Custo was more than a little curious himself. Did an AWOL angel heal rapidly, too?
A long two-inch sliver of thick Plexiglas broke up the monotonous gray of his prison. No way to get food in without unsealing the two-foot-thick steel-reinforced door. No place to piss. Aside from the metallic scent of blood, the air had a wet earth smell, as if he were underground, but laced by the peculiar funk of the walking dead. A wraith’s cell.
Custo knew the three Segue facilities in the northeastern U.S. by heart—he’d been involved in the construction of them all—but this place wasn’t familiar. Had to be new, and if it was new, then the wraith war continued and at least several months had passed since his death. Actually, since he’d picked up from Annabella’s thoughts a general awareness of wraiths, the threat had to be public as well. He did a little mental math. Probably over a year had passed. It made sense that Adam was so suspicious.
“I’m not a wraith, Adam,” Custo called. His voice bounced back at him.
As expected, no answer.
Custo stretched his consciousness to locate Adam. He was there, on the other side of the cell. Custo touched his mind: his friend was determined to wait out the test. Custo pushed harder, trying to unlock Adam’s deeper thinking, but as always, only immediate intent was discernible, and even that was unreliable. People changed their minds all the time.
He extended himself further and found Annabella, not far away. Her thoughts were a muddle. Probably scared, worried, angry. But safe. There was no better place for her than Segue, both for her protection and for the resolution of her problem. The sooner he settled the wraith question with Adam, the sooner he could put her at ease. He didn’t want her frightened any longer than necessary. She was feisty, which he liked, but too delicate to fight a creature of Shadow. He’d take care of everything.
An image flashed in his mind: Annabella wrapped around him while he was buried deep within her, the heat of their friction, hearts pounding against each other, his mouth on the apple of her shoulder, the sweet taste of her skin…
A sharp sizzle, white-hot, brought Custo’s attention back to his arm. Pain cleared his fantasy from his mind. He blinked hard and examined his wound.
The deepest layers of rent tissue were obscured by congealing blood, the gape in his skin cracking slightly like a wide, lipless mouth. The shallow edges of the cut, however, had gone from scarlet to pink as the skin came back together, sealing with the pucker of a scar. It was a miracle of millimeters, but Custo had no doubt he was healing—fast.
Shit. His heart tightened like a fist.
Adam would have only one conclusion—wraith. And on the subject of wraiths, Adam had always been blindly resolute. Kill them, kill them all. Custo couldn’t blame him. Adam’s own brother, Jacob, had made the choice to become a wraith, trading humanity for immortality, then murdered Adam’s mother and father, fed on them to make himself stronger, and mocked Adam for being too human, too weak to stop him. Jacob should have known better, should have known Adam wouldn’t break and would never forgive the destruction of his family. The Segue Institute was born with a single clearly defined purpose—find a way to end Jacob.
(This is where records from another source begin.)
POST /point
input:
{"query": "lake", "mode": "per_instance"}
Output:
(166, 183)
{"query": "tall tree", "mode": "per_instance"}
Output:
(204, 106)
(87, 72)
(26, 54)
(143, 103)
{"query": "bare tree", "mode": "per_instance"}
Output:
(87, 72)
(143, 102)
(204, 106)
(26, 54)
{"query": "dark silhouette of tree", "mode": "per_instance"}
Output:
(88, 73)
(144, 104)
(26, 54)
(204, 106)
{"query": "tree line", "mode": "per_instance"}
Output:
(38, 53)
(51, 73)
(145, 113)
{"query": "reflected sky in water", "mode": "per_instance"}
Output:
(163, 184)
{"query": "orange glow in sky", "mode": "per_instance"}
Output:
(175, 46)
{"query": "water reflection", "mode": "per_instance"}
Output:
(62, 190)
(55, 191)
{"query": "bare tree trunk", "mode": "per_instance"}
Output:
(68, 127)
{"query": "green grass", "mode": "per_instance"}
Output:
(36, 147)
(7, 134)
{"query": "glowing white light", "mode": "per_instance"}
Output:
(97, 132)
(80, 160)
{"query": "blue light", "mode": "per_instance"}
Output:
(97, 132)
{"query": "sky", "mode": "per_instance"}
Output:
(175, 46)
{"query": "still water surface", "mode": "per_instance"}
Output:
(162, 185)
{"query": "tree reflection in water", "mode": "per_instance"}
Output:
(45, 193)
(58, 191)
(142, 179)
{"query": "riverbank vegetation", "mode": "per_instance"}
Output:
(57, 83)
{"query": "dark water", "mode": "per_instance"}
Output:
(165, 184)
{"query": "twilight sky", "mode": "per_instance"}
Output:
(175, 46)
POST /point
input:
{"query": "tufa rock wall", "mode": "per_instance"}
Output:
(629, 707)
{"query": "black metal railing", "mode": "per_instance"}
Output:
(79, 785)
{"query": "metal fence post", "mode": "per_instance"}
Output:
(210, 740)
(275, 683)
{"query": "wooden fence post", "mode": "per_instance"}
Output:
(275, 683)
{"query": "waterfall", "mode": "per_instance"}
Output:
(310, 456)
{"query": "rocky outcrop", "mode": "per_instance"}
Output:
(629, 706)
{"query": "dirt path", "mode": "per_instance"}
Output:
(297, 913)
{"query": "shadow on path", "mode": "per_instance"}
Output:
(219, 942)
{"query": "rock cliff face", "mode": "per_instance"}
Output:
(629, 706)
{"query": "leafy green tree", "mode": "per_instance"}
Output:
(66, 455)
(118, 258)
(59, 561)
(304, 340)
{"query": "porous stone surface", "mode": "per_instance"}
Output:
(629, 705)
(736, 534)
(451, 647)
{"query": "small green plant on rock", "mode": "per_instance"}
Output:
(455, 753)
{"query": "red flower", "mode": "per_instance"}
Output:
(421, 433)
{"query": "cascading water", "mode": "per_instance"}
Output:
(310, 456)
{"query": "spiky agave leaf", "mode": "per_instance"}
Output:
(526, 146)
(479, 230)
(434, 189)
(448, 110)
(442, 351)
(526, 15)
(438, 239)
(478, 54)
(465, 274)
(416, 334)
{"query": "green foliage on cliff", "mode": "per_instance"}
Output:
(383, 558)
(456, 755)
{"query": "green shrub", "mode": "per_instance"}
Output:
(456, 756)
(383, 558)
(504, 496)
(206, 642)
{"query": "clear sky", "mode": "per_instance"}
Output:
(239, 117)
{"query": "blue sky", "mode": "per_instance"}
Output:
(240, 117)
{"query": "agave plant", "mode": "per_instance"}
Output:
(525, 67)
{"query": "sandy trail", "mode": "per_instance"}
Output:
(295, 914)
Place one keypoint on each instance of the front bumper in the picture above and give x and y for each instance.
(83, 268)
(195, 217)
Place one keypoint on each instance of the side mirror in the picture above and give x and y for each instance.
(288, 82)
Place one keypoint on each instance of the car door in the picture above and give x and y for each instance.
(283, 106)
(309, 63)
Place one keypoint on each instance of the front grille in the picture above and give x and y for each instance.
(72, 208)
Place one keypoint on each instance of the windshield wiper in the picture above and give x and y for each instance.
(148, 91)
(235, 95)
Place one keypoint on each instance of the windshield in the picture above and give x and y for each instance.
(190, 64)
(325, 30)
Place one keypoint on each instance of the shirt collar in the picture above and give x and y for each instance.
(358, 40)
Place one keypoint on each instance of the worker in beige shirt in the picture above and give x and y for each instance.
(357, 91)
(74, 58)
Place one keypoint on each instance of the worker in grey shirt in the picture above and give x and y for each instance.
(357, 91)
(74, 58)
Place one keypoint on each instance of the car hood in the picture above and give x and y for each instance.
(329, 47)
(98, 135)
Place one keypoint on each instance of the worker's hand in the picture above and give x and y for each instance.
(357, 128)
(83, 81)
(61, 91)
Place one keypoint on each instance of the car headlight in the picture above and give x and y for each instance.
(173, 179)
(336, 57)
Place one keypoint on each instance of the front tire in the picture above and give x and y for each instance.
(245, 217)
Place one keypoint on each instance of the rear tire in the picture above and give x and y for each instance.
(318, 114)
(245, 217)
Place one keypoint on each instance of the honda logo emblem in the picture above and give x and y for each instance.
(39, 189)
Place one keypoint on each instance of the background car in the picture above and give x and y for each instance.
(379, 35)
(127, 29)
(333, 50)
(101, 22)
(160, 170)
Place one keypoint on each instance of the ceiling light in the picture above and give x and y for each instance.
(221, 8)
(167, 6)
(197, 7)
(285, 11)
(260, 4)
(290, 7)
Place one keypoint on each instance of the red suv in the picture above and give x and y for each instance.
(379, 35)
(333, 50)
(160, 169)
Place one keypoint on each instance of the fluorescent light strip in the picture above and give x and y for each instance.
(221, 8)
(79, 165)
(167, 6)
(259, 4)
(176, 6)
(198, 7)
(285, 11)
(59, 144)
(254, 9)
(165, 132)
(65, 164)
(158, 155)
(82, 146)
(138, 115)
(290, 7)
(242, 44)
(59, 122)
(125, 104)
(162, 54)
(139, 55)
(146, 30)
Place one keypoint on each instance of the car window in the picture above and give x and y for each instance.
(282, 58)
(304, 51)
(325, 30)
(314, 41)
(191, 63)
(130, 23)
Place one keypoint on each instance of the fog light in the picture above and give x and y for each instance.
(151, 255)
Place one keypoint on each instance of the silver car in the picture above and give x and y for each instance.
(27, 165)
The heat in Custo’s arm was now bone-deep, aching with the weave and knit of his flesh. The healing wasn’t nearly as fast as a wraith’s, who could recover in minutes from what should’ve been mortal wounds, but it far exceeded a normal man’s. Therefore, damn it, wraith.
Custo lifted his uninjured arm, licked his thumb, and cleaned away the dried blood at one edge of the wound. It was obvious now that he was healing supernaturally. No point hiding the truth.
He turned the closing wound toward the slit in the wall, so there would be no mistake. “I’m not a wraith, Adam. I’m—” He broke off. Still couldn’t say the ridiculous word out loud. He groaned inwardly and took a deep breath. Tried again. “I’m an angel.”
Silence. Not even a flicker of a question from Adam’s mind.
Custo sighed. “I know. I know. Sounds absurd. I don’t expect you to believe me when I don’t believe it myself, but there it is. The only way you’re going to know either way is to trust me. I’m asking you to trust me.”
Silence.
Jacob had loved to play games with Adam’s memories, to trick him into painful recollections of times when life was full and whole. Custo refused to do the same—to pull out their shared past to manipulate his friend. Not that Adam would be moved. He had learned to turn a deaf ear to the insidious ramblings of a wraith in a cell, the clever pleas for release, though the wraith had the voice of his brother or long-lost friend.
Dropping his arm back on his knees, Custo sighed. He could feel Adam’s presence on the other side of the concrete, a bright condensation of identity. Adam couldn’t afford mistakes. If the world were anything like it had been before, there was no way Adam could take a chance on him.